In Search of Code Purity - Summary

Summary

Tris explains how his university training in formal methods (Z, ACL2, etc.) gave him confidence in proving safety‑critical systems, but he found those techniques too heavyweight for everyday web development. After searching for a compromise, he turned to Rust, which offers many of the guarantees of formal methods—especially functional purity and side‑effect control—while remaining practical for general programming. He highlights Rust’s const functions as a compile‑time‑pure construct that enables reasoning, caching, and parallelism, noting their limits (no I/O, mutable state, etc.) and the escape hatch provided by compile‑time macros. Overall, Rust’s type system and language design already enforce much of the purity that formal methods aim for, giving Tris the safety he seeks without sacrificing usability.

Facts

1. Tris is the speaker presenting the video.
2. Tris studied formal methods at university, including the languages Z, B, ACL2, and systems such as pacemakers, autopilots, and hospital ventilators.
3. Formal methods are expensive, require unusual external verification languages, and slow down iteration for web and application developers.
4. After graduating and taking a web development job, Tris despaired that the safety guarantees of formal methods were not available to him.
5. Tris posted a question on Stack Overflow that became one of his most popular posts.
6. Tris later found Rust after previously trying Pascal.
7. The video script, links, and images are part of a markdown document freely available on GitHub under a public domain license.
8. Tris recommends learning the basics of Haskell (referred to as HLL) to teach functional programming quickly.
9. Haskell provides features that give confidence similar to formal methods, one of which is functional purity.
10. The factorial function shown is a pure function because its signature contains no IO, indicating no side effects.
11. The main function prints to the screen, so it must have IO and therefore is not pure.
12. Pure functions exhibit referential transparency: calling them with the same inputs always yields the same output.
13. Referential transparency enables predictable caching of return values and easier debugging.
14. Pure functions allow perfect parallelization because their output depends only on their inputs.
15. Rust’s first compiler was written in OCaml, reflecting its functional ML roots.
16. Rust’s const functions can be executed at both compile time and runtime.
17. Const functions differ from Rust macros, which run only at compile time and can perform arbitrary code generation.
18. Const functions have access to a limited subset of Rust, including arithmetic on integers and floats, tuple creation and indexing, array creation and slicing, struct creation, closure expressions without capturing shared borrows (except borrowing values with interior mutability), casting except to memory addresses, calling other const functions, and loop constructs (while, while let, if, if let, match) and range expressions.
19. Const functions cannot use mutable references, interior mutability, string comparison, full floating‑point support, iteration without a crate, printing (IO), or reading environment variables.

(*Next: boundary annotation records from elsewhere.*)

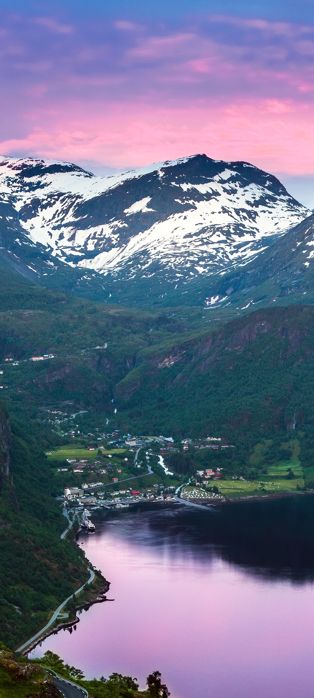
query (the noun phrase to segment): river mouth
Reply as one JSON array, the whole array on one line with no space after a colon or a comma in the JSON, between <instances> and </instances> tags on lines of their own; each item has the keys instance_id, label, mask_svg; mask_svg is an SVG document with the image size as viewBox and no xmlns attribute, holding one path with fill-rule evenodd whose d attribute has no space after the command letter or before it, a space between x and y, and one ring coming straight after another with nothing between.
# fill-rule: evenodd
<instances>
[{"instance_id":1,"label":"river mouth","mask_svg":"<svg viewBox=\"0 0 314 698\"><path fill-rule=\"evenodd\" d=\"M88 678L162 672L172 698L312 698L314 498L92 517L79 544L110 581L76 631L47 638Z\"/></svg>"}]
</instances>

20. Const functions can call other const functions.
21. Because IO functions cause side effects, they cannot be called from a const function.

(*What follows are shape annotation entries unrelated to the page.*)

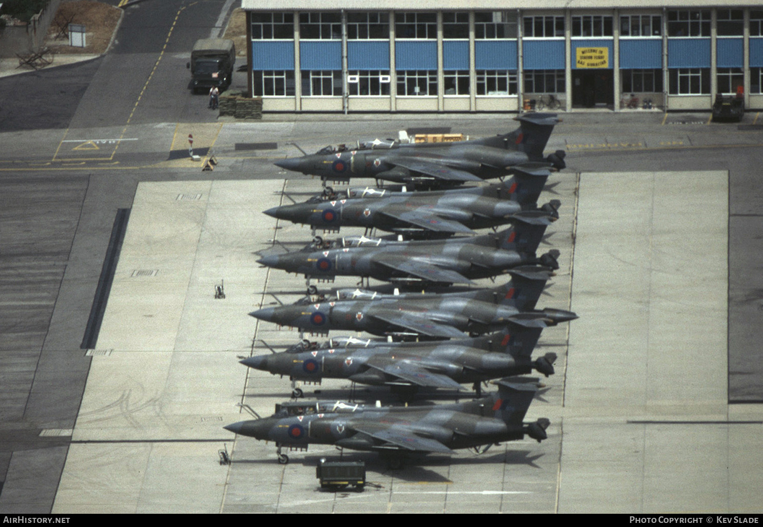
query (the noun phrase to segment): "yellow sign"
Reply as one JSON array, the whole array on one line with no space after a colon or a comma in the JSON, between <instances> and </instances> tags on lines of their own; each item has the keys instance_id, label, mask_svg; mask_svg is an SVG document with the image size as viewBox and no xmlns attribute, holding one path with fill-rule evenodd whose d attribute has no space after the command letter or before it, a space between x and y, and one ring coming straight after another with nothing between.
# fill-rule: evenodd
<instances>
[{"instance_id":1,"label":"yellow sign","mask_svg":"<svg viewBox=\"0 0 763 527\"><path fill-rule=\"evenodd\" d=\"M608 47L578 47L575 50L575 66L578 68L610 67Z\"/></svg>"}]
</instances>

22. Debugging const functions is limited to examining the return type or triggering a compile‑time panic or failed assertion.

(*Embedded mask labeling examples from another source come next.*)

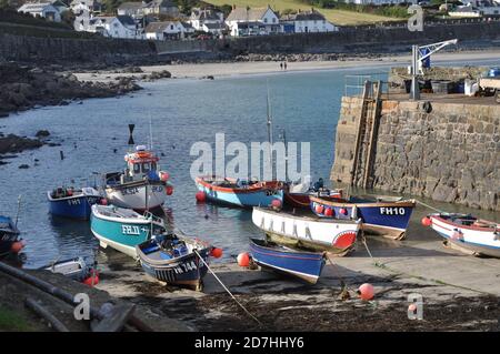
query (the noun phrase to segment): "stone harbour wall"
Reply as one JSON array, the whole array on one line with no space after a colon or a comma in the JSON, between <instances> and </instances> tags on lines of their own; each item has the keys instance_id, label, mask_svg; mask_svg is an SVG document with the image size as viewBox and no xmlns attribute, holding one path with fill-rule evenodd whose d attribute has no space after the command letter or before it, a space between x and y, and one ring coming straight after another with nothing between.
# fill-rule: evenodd
<instances>
[{"instance_id":1,"label":"stone harbour wall","mask_svg":"<svg viewBox=\"0 0 500 354\"><path fill-rule=\"evenodd\" d=\"M347 182L360 103L342 100L333 182ZM500 105L431 104L382 102L373 188L500 211Z\"/></svg>"}]
</instances>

23. The const Panic crate provides const versions of assertions that panic with an error message and variables.
24. Rust macros can execute arbitrary code at compile time and insert the results as potentially const values, serving as an escape hatch for const functions.
25. Rust’s language design encourages immutability unless mutability is explicitly opted in, which is signposted in function signatures.
26. Global state is deliberately discouraged by Rust’s language and ecosystem.
27. Rust promotes side‑effect‑free patterns and functional/reactive programming through its type system.
28. Rust’s type system encodes side effects, allowing the compiler and crates like Rayon to reason about parallel code without a restrictive purity system.
29. Rayon can turn ordinary iterators into parallel iterators with a single line change to existing code.
30. Const functions in Rust are not pure in the strictest sense but are practical; Rust aims to be as pure as possible without sacrificing practicality.